Coisas que vos podem fazer a vocês:
Abanar para a esquerda e a direita a mão aberta, plana, com os dedos juntos, à frente da cara, e com o pulso fixo. Se uma pessoa fizer isso para vocês depois de a abordarem (podendo estar a olhar para vocês ou não) isso vai parecer-vos estranho. Da primeira vez que me aconteceu pensei “Está a enxotar uma mosca?…”
A verdade é que essa pessoa não quer entrar em contacto convosco. Em vez de “recuso falar contigo” dito abertamente fazem este gesto. É um gesto de rejeição a comunicar convosco (por razões políticas ou outras) ou então um gesto de “não de entendo e não falo na língua que me falaste”.
Imaginem esta situação: estão a falar com uma pessoa sobre um assunto que vos fascina mas no qual a pessoa não tem muito à-vontade. Se esse interlocutor for japonês, e sobretudo se for mais novo que vocês ou mulher não vos vai calar, no entanto vai expressar corporalmente o seu nervosismo e vontade de acabar essa conversa. A mão aberta por trás da cabeça, na zona da nuca, é geralmente indicação que uma pessoa está envergonhada e constrangida, que quer sair daquela situação.
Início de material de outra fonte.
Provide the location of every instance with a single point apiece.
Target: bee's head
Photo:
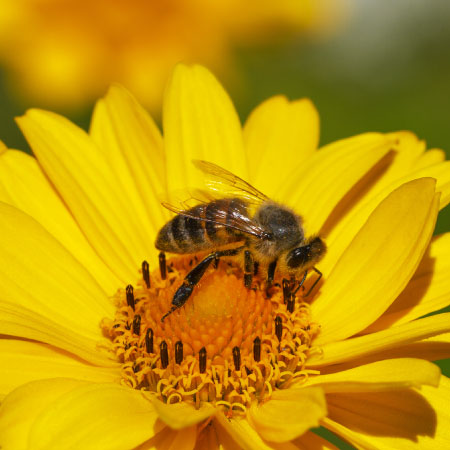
(306, 256)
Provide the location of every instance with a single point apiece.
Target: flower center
(227, 345)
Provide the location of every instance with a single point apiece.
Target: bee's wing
(227, 184)
(226, 214)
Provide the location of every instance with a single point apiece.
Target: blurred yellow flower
(66, 52)
(87, 363)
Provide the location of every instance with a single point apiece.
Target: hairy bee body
(270, 236)
(184, 234)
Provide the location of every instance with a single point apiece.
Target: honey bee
(271, 236)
Expressões verbais associadas tais como “do kana…” (como será?) podem ser murmuradas em conjunto. Outros sinais mais ligeiros são o ritmo de ir tomando uma bebida (supondo que estão a ter essa conversação enquanto bebericam algo): se depois da vossa palavra vem um silêncio de mais de 3 segundos seguido de um gole dado de modo lento e com manifestação de agrado pela bebida, então é 100% seguro uma indicação de “vamos fechar esta conversa, falar do tempo em 3 frases e despedirmo-nos até amanhã”.